Friday, 1 May 2015

Tough questions

One of the most common questions I get when I tell people what we're planning is simply why?  What has possessed you to choose to disrupt your life this way?  Why pull your kids out of school and away from their friends?  What about everything you're leaving behind?

That's a tough question.  Its tough for a couple of reasons.  First, our motivations are complicated.  There are layers of emotion and reason and intuition mixed with regrets, fears, dreams and aspirations.  Some days it all gets jumbled together and it takes hours of talking and thinking and glasses of wine to sort through.  Second, it can be hard to talk about the reasons for making choices so radically different than those made by people closest to you. Its easy to give the impression that the decision we're making is right and the decision others have made is  wrong.  There is no wrong or right here, just different paths that we all can choose.  What is right for us may be wrong for others and, who knows this may not even be right for us.  So care must be taken when answering the question "why?".

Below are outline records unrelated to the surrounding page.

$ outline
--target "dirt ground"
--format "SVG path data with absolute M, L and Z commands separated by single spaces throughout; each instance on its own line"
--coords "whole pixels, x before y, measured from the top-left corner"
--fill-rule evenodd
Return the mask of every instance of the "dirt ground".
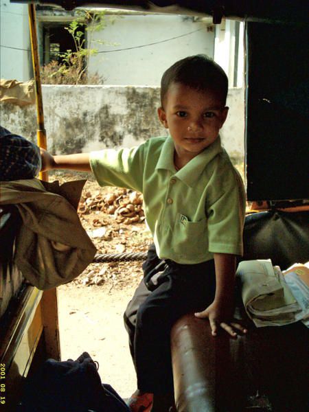
M 237 167 L 237 166 L 236 166 Z M 243 174 L 242 165 L 237 168 Z M 100 187 L 91 174 L 56 171 L 51 181 L 87 179 L 78 209 L 100 253 L 146 252 L 151 243 L 140 194 Z M 88 352 L 99 363 L 102 381 L 124 398 L 135 390 L 135 374 L 122 316 L 142 278 L 142 261 L 91 264 L 58 288 L 62 360 Z
M 139 194 L 100 187 L 86 174 L 54 172 L 49 180 L 63 183 L 84 178 L 89 180 L 78 214 L 98 252 L 146 252 L 151 236 Z M 62 360 L 76 359 L 88 352 L 99 363 L 102 381 L 124 398 L 130 396 L 136 385 L 122 315 L 142 277 L 141 263 L 91 264 L 76 279 L 58 288 Z

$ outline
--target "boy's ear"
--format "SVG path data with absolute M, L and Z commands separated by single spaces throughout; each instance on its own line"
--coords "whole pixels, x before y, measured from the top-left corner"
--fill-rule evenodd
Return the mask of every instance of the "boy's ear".
M 222 128 L 222 126 L 223 126 L 223 124 L 225 124 L 225 120 L 227 119 L 227 113 L 229 113 L 229 107 L 227 107 L 227 106 L 226 106 L 225 107 L 224 107 L 222 109 L 222 112 L 221 112 L 221 126 L 220 126 L 220 128 Z
M 165 128 L 168 128 L 168 120 L 166 119 L 165 112 L 163 107 L 158 108 L 158 116 L 161 123 L 163 125 Z

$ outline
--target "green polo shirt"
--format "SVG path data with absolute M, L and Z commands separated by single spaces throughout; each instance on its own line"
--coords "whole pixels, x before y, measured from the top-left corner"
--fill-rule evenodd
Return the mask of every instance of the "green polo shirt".
M 101 186 L 141 192 L 147 224 L 161 259 L 196 264 L 214 253 L 242 253 L 245 195 L 220 137 L 178 172 L 170 137 L 138 147 L 90 154 Z

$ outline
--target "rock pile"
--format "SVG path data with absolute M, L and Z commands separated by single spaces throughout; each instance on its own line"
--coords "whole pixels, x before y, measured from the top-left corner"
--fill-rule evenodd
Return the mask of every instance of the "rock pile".
M 78 212 L 89 214 L 102 211 L 113 215 L 116 222 L 130 225 L 145 220 L 143 210 L 143 196 L 141 193 L 126 189 L 115 189 L 113 192 L 102 194 L 100 192 L 83 194 Z M 95 225 L 95 222 L 93 222 Z

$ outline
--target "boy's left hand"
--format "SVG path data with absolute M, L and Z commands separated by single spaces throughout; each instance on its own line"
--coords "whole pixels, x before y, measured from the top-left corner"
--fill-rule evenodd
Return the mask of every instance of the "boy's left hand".
M 216 302 L 215 300 L 205 310 L 196 312 L 194 315 L 200 319 L 209 319 L 211 334 L 214 336 L 217 335 L 221 328 L 232 337 L 236 338 L 239 334 L 247 333 L 247 329 L 237 321 L 231 320 L 233 319 L 233 305 Z

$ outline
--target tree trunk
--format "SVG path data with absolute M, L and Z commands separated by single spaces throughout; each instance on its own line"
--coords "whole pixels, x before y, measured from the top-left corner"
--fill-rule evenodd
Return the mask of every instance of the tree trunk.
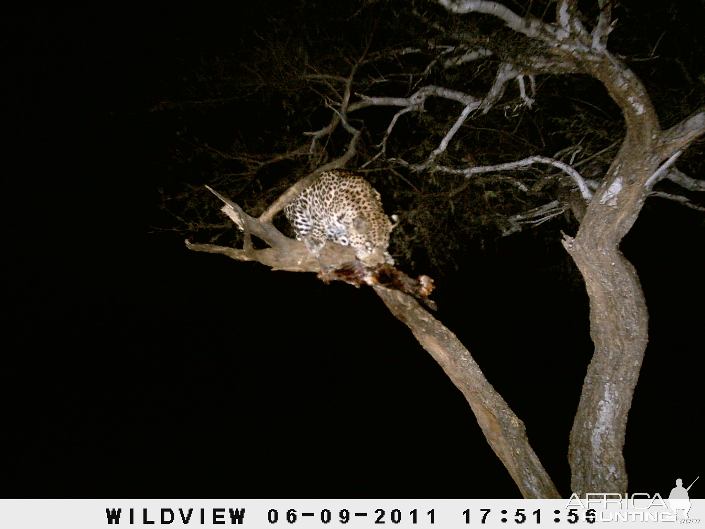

  1. The only thing you can't get more of is time.  If you make this realization, then let it drive your course, amazing things can happen.  That's not to say people who trade their time for money, or their time for things are wrong, it's just not where my priorities lie.  That's easy to say coming from a middle class home in Canada, but I suspect I'll feel the same when I'm living below the Canadian poverty line.
  2. There will come a time when my kids don't want to spend time with me.  This is like the axiom that youth is wasted on the young.  If I had the choice why wouldn't I spend time with my family when they (and I) are young, even if it means cat food for dinner after a long day working at Walmart when I'm older?  (For the record, I've never tried cat food and am confident it won't come to that and I'm actually not that confident that Walmart would hire me.)
  3. Health and life are unpredictable.  Lets face it - we've all heard about the 66 year old who retired only to drop dead weeks after leaving work.
  4. We got tired of living on 'autopilot'.  Go to school, graduate, go to University, get a job, get married, have kids, buy a house, have more kids...  It felt like we were doing what was next just because it was next.  We decided we wanted to live intentionally.  And this is where it gets dicey.  I am not saying that anyone who leads a more traditional life is not living intentionally, but we have chosen a different path - eyes wide open.
  5. Its a big world, and we want our kids to learn from being in it, not reading about it.  There is so much that travel and seeing the world can do for our kids, we're looking forward to showing it to them and watching them grow.
Really, this just begins to touch on the question of why and when I read these, they don't begin to do justice to the soul searching done over the last few years.  I guess what it  boils down to is that we felt something was missing - life wasn't what we knew it could be for us.  Ultimately, we want to live differently than we are so we're going to take a chance and see if this fits the bill if not, we'll find a different path.